Is it easy to cure EAE in mice? Maybe... Given
Post# of 148177
Given Nader's blurb that three mice were rescued from the mouse model of Multiple Sclerosis, which was offered in the Thomas Barnard interview at this link:
https://www.investorvillage.com/smbd.asp?mb=1...d=21091991
I wondered how easy is it to cure Multiple Sclerosis in mice?
The MS mouse model is called Experimental Autoimmune Encephalomyelitis (EAE). EAE is induced in ordinary mice by injecting the mice with Myelin Oligodenctrocye Glycoprotein (MOG). Its pretty easy to make the EAE mouse model. Just inject some mice with the MOG protein.
The EAE mouse model is very widely used as a preclinical indicator by MS drug developers.
Unfortunately, curing EAE in mice is not so predictive of succes in humans as one might hope, as reported in this article:
https://www.nature.com/articles/nature11102
Apparently there are many cures for EAE in mice but none of them have worked in humans.
So I have to wonder, why did Nader make a big deal about leronlimab curing EAE in three mice, and why did that bring some near to "tears"? Is there something different about Cytodyn's EAE mouse experiments? Surely the scientists running those tests must be familiar with the many cures of EAE in mice that did not translate into humans?

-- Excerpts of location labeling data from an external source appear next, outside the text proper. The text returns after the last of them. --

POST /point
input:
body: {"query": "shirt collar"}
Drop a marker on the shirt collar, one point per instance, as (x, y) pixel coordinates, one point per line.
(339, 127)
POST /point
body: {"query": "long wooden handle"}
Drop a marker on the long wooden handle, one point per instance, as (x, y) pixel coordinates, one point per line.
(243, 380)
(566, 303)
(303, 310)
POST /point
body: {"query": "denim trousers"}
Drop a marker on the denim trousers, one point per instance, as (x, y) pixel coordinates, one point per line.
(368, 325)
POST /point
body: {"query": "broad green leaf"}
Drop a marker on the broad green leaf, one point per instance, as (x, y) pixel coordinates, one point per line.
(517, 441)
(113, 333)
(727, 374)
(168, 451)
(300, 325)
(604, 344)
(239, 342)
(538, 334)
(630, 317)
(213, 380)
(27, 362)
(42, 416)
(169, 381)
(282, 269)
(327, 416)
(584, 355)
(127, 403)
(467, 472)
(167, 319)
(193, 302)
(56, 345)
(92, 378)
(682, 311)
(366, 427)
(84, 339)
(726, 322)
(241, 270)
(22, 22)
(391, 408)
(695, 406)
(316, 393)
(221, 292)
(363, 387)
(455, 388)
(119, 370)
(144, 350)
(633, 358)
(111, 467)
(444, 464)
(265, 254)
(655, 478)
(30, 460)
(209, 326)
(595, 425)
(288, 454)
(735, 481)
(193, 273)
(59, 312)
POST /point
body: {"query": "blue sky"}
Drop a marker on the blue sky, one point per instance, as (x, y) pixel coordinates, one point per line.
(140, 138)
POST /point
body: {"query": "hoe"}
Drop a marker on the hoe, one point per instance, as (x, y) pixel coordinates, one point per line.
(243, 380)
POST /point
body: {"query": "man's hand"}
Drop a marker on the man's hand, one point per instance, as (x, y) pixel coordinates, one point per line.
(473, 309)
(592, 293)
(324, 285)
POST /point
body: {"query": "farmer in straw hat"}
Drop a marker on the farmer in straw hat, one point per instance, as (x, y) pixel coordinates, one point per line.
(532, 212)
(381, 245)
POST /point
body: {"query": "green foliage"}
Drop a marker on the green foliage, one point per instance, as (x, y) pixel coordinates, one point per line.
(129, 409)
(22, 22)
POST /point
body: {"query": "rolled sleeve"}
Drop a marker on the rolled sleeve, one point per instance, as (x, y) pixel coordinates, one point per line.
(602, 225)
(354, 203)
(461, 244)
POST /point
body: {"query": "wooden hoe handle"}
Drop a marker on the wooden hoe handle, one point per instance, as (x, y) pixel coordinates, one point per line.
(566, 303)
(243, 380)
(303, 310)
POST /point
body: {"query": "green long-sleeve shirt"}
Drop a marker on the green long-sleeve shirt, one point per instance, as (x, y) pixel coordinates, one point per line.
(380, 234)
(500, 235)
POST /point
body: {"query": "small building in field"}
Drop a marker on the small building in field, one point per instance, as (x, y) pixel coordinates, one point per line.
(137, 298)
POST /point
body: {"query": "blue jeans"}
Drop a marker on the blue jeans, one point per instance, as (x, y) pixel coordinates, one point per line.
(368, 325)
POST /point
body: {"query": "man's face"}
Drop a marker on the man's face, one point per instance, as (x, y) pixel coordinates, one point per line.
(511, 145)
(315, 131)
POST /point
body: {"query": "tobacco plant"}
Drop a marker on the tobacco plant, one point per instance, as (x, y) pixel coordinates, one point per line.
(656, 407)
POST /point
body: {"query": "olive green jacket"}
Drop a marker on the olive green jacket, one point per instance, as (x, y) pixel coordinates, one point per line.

Perhaps the Cytodyn scientists are focused on the really massive amount of literature that identifies M1 macrophages, both infiltrating the CNS from the blood stream and also resident in the CNS tissue (CNS resident macrophages are called microglia). Patterson's results on repolarizing M1 macrophages to M2 are certainly persuasive that leronlimab can help MS given the massive number of experiments identifying M1 macrophages as a key component of the MS disease pathway.
So a lot of evidence that leronlimab will be effective in MS, but it doesn't seem the slam dunk that Pourhassan seemed to be describing in the Thomas Barnard interview.
I found three things that can cure EAE in mice, but there must be many others.
Infection with some random parasite:
https://www.sciencedirect.com/science/article...110400054X
Some sort of partial bone marrow transplant:
https://www.pnas.org/content/pnas/112/52/15994.full.pdf
And CAR Tregs where the CAR is myelin oigodendrocyte glycoprotein (MOG):
https://link.springer.com/article/10.1186/1742-2094-9-112
Note that the Treg CAR targets MOG, the same protein that induces EAE in the mice. At least a few Treg cell therapy startups have active MS programs using the MOG protein as their engineered CAR target.
I wonder what, if anything, was different about the Cytodyn MS mice that were cured of EAE and how the Cytodyn experiments may have been different from other EAE cures.